Turkish Journal of International Relations

Turkish Journal of International Relations

Volume 2, Number 2, Summer 2003

 

Constructing a New Imperial Order? The War in Iraq and the Ideology of Clashism
By Seifudein Adem

 

Abstract

Less than a month after terror attacks hit New York and Washington D. C. in September 2001, America launched a war in Afghanistan. The result was abetting and quick: the Taliban regime was dislodged from power in a little more than a month; Al Qaeda, the parent organization of the perpetrators of the attacks, was driven out of its caves and was walloped. A debate was then sparked as to what this portends for the future of world politics. Observers and analysts all agreed on the epochal significance of the chain of events. On its deeper meaning, however, they were deeply divided.(1) Some saw the U.S.-led war in Afghanistan as the beginning of the clash of civilizations while others perceived it as heralding the age of the New Imperialism; still for others it marked the beginning of the Third World War. It is useful to note here that many observers seemed sometimes to overlook that these scenarios are necessarily not mutually exclusive. (2) The Anglo-American invasion of Iraq in March 2003 appears, propitiously, to shed the much-needed light on these issues.

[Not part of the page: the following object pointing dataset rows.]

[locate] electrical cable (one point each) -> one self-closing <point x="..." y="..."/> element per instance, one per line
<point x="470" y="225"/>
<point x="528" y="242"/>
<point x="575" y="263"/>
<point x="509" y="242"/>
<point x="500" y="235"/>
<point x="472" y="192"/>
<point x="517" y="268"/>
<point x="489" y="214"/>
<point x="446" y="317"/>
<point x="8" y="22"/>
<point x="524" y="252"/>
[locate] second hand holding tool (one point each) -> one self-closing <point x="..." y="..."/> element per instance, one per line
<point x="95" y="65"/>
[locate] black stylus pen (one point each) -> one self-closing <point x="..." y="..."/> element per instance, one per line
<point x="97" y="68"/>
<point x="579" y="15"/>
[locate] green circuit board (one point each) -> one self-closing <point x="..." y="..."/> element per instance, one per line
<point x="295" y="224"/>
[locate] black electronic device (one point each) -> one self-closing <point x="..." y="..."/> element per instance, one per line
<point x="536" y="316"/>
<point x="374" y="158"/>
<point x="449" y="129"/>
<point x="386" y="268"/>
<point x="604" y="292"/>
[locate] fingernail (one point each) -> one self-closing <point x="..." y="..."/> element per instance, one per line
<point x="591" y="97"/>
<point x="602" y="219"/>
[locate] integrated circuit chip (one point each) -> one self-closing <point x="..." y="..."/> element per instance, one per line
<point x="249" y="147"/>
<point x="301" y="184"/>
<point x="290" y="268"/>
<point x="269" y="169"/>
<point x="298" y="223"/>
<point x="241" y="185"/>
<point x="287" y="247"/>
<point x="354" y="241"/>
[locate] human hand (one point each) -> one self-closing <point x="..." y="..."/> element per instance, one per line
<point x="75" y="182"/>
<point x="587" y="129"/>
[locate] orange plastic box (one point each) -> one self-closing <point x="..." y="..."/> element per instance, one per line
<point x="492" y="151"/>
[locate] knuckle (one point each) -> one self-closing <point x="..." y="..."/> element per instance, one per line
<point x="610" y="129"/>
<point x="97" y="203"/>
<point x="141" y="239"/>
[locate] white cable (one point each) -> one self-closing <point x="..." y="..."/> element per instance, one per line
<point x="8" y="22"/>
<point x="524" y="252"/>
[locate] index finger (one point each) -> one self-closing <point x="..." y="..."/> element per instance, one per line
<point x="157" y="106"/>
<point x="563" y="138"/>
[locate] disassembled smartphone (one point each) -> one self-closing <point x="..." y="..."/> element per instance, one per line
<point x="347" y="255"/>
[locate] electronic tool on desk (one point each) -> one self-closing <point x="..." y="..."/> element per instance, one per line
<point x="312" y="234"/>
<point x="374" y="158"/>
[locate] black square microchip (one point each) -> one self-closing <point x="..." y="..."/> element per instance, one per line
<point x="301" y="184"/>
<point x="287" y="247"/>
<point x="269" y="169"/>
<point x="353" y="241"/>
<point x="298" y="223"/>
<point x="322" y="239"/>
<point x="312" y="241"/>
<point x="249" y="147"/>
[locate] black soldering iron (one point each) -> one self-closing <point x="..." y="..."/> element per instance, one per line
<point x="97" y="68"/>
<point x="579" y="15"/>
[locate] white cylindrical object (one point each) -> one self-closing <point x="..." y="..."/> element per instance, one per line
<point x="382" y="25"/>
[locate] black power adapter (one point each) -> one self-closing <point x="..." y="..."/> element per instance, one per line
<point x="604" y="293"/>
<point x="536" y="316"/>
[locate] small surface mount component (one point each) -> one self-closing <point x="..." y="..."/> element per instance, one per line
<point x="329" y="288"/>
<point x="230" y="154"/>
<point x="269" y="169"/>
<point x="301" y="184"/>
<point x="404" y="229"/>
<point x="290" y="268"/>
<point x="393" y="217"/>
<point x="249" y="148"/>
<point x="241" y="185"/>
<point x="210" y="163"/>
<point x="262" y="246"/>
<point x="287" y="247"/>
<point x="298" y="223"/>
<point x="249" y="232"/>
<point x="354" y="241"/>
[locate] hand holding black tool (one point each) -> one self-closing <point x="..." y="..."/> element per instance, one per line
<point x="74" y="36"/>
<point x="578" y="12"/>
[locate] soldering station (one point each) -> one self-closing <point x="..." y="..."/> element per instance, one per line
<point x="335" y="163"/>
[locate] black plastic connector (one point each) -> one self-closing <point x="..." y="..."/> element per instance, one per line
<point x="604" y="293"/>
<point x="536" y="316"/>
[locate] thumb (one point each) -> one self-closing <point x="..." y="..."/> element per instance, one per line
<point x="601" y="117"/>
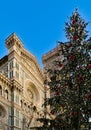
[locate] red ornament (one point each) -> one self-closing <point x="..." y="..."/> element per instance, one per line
<point x="89" y="96"/>
<point x="75" y="37"/>
<point x="56" y="124"/>
<point x="85" y="112"/>
<point x="52" y="112"/>
<point x="72" y="57"/>
<point x="60" y="65"/>
<point x="74" y="113"/>
<point x="80" y="78"/>
<point x="57" y="93"/>
<point x="70" y="45"/>
<point x="89" y="66"/>
<point x="73" y="22"/>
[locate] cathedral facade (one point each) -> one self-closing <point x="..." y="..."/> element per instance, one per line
<point x="21" y="87"/>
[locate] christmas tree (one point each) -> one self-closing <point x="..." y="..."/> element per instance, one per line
<point x="69" y="80"/>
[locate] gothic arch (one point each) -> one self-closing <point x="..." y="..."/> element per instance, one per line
<point x="32" y="91"/>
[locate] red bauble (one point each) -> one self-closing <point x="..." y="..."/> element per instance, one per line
<point x="73" y="21"/>
<point x="70" y="45"/>
<point x="85" y="112"/>
<point x="72" y="57"/>
<point x="52" y="112"/>
<point x="56" y="124"/>
<point x="75" y="37"/>
<point x="89" y="96"/>
<point x="60" y="65"/>
<point x="89" y="66"/>
<point x="80" y="78"/>
<point x="74" y="113"/>
<point x="57" y="93"/>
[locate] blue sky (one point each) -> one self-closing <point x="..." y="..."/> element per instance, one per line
<point x="39" y="23"/>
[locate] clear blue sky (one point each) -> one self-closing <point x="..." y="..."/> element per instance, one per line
<point x="39" y="23"/>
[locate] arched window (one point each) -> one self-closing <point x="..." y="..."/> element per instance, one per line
<point x="6" y="94"/>
<point x="0" y="90"/>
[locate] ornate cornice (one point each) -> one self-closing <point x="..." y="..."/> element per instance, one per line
<point x="16" y="84"/>
<point x="4" y="79"/>
<point x="13" y="39"/>
<point x="32" y="58"/>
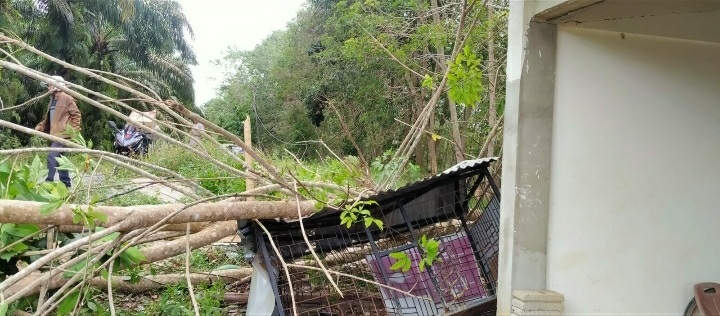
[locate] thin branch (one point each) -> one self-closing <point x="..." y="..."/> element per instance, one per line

The central argument of this paper is that the Anglo-American invasion of Iraq in the spring of 2003 demonstrates the world has been plunged into a clash of civilizations driven by America's new imperial impulse-a historical impulse, which has maintained a clear link to the past. (3) The paper focuses on political and academic discourse on the contemporary scene to explore how a new universe of discourse paralleling an emergent hegemonic order is being socially constructed.